Estados apoiam a PEC 45 da reforma tributária, mas querem alterações


Os estados vão apresentar uma emenda substitutiva à Proposta de Emenda Constitucional 45, que trata da reforma tributária, baseada nos estudos do economista Bernardo Appy. A proposta dos secretários de fazenda traz pequenas alterações ao texto da PEC, inclusive com a adoção de um sistema de compensação das receitas pelo prazo de 20 anos e tratamento diferenciado à Zona Franca de Manaus.

Em participação na audiência pública da comissão especial da Câmara dos Deputados, nessa terça-feira, 10, o presidente do Comitê de Secretários da Fazenda, Rafael Fonteles (foto), disse que todos os estados concordam com o principal da PEC, a simplificação de cinco impostos em um único, o Imposto sobre Bens e Serviços (IBS).  Mas reivindicam a preservação da autonomia dos estados e municípios, com a liberdade de definir a alíquota do IBS. Além do mais, defendem que a receita atual com o ICMS seja preservada em reais por 20 anos e somente a correção monetária seria destinada para o estado de destino do consumo.

Além disso, querem que o Comitê Gestor do IBS seja composto só por representantes dos estados e municípios e que parte da cota do IBS destinada à União, componha, automaticamente, os fundos de desenvolvimento regionais.
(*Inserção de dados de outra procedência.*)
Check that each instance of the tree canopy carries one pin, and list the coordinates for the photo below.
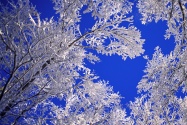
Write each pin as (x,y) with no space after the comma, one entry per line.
(44,59)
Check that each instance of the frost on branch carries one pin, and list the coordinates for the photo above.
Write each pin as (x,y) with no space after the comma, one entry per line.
(172,11)
(165,88)
(44,59)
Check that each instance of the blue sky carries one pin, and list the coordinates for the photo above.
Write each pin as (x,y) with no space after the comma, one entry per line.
(122,75)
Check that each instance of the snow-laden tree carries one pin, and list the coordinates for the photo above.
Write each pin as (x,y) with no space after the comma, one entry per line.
(41,60)
(164,85)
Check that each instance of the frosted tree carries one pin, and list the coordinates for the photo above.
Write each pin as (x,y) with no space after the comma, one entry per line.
(41,60)
(165,81)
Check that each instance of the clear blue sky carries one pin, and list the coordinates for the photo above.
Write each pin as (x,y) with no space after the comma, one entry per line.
(122,75)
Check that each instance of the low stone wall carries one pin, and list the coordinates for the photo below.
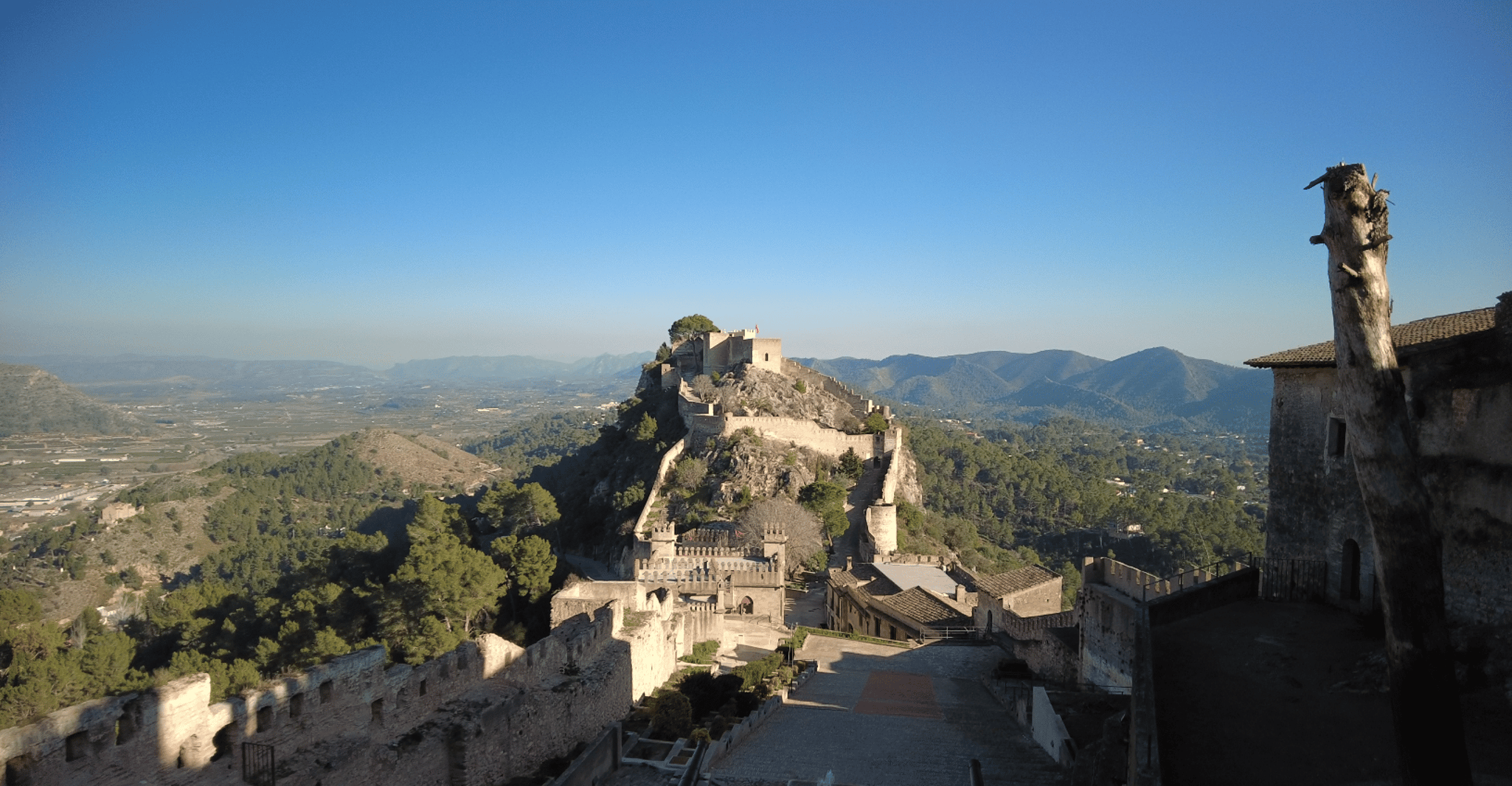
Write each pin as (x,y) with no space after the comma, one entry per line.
(734,737)
(1050,729)
(1221,591)
(600,759)
(861,406)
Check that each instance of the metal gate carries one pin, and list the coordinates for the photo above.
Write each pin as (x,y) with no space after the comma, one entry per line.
(257,765)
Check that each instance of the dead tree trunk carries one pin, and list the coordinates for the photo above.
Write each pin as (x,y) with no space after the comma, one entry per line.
(1425,699)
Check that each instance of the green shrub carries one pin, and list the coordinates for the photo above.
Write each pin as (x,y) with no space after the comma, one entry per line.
(704,652)
(672,717)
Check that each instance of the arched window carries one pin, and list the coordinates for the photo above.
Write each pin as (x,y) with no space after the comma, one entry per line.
(1350,571)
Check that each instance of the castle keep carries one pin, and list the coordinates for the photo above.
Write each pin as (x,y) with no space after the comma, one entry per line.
(710,570)
(1458,377)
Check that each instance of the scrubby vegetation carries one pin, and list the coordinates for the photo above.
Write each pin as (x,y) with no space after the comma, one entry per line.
(319,557)
(1057,490)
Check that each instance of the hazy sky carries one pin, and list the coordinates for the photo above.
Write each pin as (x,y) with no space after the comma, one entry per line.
(375,184)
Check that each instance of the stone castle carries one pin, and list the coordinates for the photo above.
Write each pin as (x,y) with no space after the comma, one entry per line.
(488,711)
(737,580)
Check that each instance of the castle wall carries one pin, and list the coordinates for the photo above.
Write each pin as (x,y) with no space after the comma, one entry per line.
(667,463)
(861,406)
(1107,637)
(1461,406)
(882,529)
(805,433)
(478,715)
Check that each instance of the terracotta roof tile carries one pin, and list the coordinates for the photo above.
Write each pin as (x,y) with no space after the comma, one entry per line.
(924,607)
(867,580)
(1016,581)
(1409,335)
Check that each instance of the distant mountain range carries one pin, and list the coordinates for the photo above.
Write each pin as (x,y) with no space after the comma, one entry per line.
(34,401)
(1153,389)
(1159,387)
(159,374)
(511,368)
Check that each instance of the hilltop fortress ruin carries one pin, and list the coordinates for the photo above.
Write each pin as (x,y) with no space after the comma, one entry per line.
(707,568)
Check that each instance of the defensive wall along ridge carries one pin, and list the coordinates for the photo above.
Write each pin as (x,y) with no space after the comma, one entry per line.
(478,715)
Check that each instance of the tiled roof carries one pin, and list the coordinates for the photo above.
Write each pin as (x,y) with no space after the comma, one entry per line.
(1404,336)
(926,608)
(926,577)
(1016,581)
(865,578)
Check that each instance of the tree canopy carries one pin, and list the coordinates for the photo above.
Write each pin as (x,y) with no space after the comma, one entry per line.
(688,327)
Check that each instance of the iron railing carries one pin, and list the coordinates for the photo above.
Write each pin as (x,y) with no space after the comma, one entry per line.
(1192,577)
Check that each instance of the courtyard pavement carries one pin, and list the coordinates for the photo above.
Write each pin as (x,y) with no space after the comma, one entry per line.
(879,715)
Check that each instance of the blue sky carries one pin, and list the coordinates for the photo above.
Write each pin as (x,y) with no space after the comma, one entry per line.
(375,184)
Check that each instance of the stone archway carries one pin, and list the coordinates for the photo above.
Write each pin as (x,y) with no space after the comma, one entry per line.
(1350,571)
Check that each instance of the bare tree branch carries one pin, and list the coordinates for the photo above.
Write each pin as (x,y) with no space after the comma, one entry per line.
(1425,699)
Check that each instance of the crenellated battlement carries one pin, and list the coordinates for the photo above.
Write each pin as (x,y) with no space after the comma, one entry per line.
(350,720)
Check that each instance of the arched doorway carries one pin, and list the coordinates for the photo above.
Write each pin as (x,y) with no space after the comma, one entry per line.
(1350,573)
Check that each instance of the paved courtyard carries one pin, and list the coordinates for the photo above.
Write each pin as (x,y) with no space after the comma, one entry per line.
(879,715)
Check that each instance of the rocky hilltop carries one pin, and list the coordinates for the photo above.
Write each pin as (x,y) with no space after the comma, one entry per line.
(34,401)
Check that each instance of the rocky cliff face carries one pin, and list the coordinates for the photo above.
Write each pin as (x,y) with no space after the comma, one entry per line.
(758,392)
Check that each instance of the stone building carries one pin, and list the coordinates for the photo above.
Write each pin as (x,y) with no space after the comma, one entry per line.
(1458,377)
(898,600)
(1032,591)
(718,352)
(729,578)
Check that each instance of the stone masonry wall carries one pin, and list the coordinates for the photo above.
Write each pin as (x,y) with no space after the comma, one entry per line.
(478,715)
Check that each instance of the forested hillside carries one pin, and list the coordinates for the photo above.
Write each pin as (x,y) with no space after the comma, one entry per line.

Assim como metade da arrecadação do imposto seletivo, que incidirá sobre cigarros, bebidas, armas e munições, também seja compartilhado.

A proposta dos estados também preserva o Simples Nacional, mas quem aderir a esse sistema não terá acesso à compensação tributária. Está prevista ainda a devolução do IBS para as famílias de baixa renda. Os secretários estaduais não apoiam o aumento da carga tributária, isso quer dizer que não aceitariam a criação de um imposto aos moldes da CPMF, defendida pelo governo federal. Outro ponto da proposta dos secretários estaduais de fazenda é a definição das procuradorias estaduais como responsáveis pela solução de eventuais contenciosos.

Já o secretário-executivo da Frente Nacional dos Prefeitos, Gilberto Perre, afirmou que os municípios resistem a junção do ISS para formação do IBS. “Esse é um dos impostos com maior potencial de crescimento”, afirmou. Ele informou que os prefeitos apresentaram uma proposta de emenda com a simplificação do ISS, mas fora do IBS.